"Their aim was to frighten us, we will not let ourselves be scared," said Interior Minister Hamed Bakayoko after emergency government talks.
Armed with grenades and assault rifles, gunmen Sunday stormed three hotels and sprayed the beach with bullets in the resort of Grand-Bassam, a sleepy town popular with expats just a short 40-kilometre drive from the commercial capital Abidjan.
The attack claimed by Al-Qaeda left 15 people dead, including foreigners, along with three special forces troops. A total of 33 people were injured, 26 of whom are still in hospital.
Asked whether more gunmen were involved - some witnesses had reported six attackers - the minister said "we're still looking. We don't suspect more but we're making sure we carry out the widest possible sweep."
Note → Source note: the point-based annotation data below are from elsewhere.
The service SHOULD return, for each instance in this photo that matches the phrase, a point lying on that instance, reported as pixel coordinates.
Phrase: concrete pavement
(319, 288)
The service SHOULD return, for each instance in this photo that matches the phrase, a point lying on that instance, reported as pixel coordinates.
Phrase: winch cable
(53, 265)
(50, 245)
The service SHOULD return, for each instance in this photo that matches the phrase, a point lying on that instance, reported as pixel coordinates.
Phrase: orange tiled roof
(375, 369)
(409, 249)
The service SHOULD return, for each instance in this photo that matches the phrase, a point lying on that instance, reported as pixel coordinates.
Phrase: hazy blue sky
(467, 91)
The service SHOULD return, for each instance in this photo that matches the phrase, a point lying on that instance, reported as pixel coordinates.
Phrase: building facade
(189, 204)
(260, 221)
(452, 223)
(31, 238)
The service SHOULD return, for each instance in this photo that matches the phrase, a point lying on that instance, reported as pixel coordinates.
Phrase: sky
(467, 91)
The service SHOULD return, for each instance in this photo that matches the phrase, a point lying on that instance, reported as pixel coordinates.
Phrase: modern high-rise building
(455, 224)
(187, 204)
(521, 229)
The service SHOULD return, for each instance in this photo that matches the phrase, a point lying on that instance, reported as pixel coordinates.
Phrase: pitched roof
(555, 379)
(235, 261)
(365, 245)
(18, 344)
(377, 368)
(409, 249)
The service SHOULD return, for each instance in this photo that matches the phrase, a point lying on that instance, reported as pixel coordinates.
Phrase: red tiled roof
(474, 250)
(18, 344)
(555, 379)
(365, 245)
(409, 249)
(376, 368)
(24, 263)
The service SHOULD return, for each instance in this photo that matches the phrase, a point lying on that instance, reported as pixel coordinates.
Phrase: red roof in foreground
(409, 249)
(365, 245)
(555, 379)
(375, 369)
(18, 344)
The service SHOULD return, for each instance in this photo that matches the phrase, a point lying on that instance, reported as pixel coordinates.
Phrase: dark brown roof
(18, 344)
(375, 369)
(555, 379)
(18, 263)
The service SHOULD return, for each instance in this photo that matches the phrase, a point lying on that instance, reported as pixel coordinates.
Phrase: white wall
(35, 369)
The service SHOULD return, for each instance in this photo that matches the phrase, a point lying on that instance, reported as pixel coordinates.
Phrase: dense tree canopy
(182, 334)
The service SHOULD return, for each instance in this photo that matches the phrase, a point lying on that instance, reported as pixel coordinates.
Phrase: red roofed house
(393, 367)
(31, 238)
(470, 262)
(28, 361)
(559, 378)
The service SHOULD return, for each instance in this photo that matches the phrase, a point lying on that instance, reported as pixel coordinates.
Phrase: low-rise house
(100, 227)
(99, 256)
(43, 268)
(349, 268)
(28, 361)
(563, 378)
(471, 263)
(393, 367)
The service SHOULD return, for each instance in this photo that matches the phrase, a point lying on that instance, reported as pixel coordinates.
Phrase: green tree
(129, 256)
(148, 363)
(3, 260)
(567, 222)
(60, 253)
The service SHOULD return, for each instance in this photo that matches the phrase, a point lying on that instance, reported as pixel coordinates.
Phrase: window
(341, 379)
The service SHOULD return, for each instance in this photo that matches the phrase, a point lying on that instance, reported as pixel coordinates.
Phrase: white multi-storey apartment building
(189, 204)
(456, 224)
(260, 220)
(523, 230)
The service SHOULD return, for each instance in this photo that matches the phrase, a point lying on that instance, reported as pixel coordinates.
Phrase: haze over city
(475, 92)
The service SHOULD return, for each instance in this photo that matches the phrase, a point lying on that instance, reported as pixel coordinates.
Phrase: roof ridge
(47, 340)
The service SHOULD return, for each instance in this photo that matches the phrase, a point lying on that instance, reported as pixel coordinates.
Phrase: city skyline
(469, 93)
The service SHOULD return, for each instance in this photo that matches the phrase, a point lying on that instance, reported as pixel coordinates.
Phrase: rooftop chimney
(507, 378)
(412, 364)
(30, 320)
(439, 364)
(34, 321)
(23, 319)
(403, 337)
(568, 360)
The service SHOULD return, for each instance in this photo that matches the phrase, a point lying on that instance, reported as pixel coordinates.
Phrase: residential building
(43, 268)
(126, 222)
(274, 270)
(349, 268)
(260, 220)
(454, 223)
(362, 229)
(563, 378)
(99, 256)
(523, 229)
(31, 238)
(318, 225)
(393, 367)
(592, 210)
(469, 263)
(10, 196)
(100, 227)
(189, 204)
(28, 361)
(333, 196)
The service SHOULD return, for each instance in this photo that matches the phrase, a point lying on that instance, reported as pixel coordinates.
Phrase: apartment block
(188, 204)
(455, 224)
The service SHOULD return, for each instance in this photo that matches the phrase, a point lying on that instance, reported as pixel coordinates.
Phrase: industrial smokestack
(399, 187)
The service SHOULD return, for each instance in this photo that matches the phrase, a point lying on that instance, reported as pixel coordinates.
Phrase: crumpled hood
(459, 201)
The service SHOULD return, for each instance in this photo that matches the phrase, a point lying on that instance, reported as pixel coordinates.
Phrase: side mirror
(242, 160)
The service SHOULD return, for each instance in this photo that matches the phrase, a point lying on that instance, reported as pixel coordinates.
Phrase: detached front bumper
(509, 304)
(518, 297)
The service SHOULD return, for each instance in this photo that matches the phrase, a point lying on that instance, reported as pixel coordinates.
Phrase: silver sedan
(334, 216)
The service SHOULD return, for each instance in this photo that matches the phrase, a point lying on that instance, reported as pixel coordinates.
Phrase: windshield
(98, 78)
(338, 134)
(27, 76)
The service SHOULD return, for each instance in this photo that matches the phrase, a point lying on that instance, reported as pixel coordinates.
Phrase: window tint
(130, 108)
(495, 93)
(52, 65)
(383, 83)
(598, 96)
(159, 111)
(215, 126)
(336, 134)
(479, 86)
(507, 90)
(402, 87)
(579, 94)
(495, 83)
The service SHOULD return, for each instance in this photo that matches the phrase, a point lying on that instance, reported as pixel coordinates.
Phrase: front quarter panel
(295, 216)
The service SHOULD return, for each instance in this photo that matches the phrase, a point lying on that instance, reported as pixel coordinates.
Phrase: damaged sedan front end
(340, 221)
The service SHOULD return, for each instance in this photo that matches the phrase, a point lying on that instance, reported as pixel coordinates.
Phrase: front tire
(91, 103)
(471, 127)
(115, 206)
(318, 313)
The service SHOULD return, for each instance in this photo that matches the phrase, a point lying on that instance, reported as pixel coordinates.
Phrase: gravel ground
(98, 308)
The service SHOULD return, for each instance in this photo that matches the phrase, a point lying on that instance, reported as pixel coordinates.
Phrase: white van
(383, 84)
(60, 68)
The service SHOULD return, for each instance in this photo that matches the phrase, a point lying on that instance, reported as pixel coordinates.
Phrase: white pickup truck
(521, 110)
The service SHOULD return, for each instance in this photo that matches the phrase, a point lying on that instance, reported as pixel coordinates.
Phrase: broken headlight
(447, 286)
Along with a three-day national mourning starting today, he said the West African nation would boost security at "strategic sites and in public places... (such as) schools, embassies, international institutions... And the borders."
In the latest such jihadist assault in West Africa, witnesses described the panic as gunfire rang out across the sand and an assailant shouted "Allahu Akbar" - Arabic for "God is greatest".
Former colonial power France blasted "the cowardly attack" while the United States vowed to fight "terrorists who seek to undermine efforts by West African governments."
It was the third such attack in four months in West Africa and a blow to a nation working to lure back foreign tourists to its palm-fringed beaches and rainforests as it recovers from a brutal civil war.
Among the dead were a French and a German citizen as well as two other foreigners. A Ukrainian soldier serving with the UN peacekeeping mission in Ivory Coast was also hurt.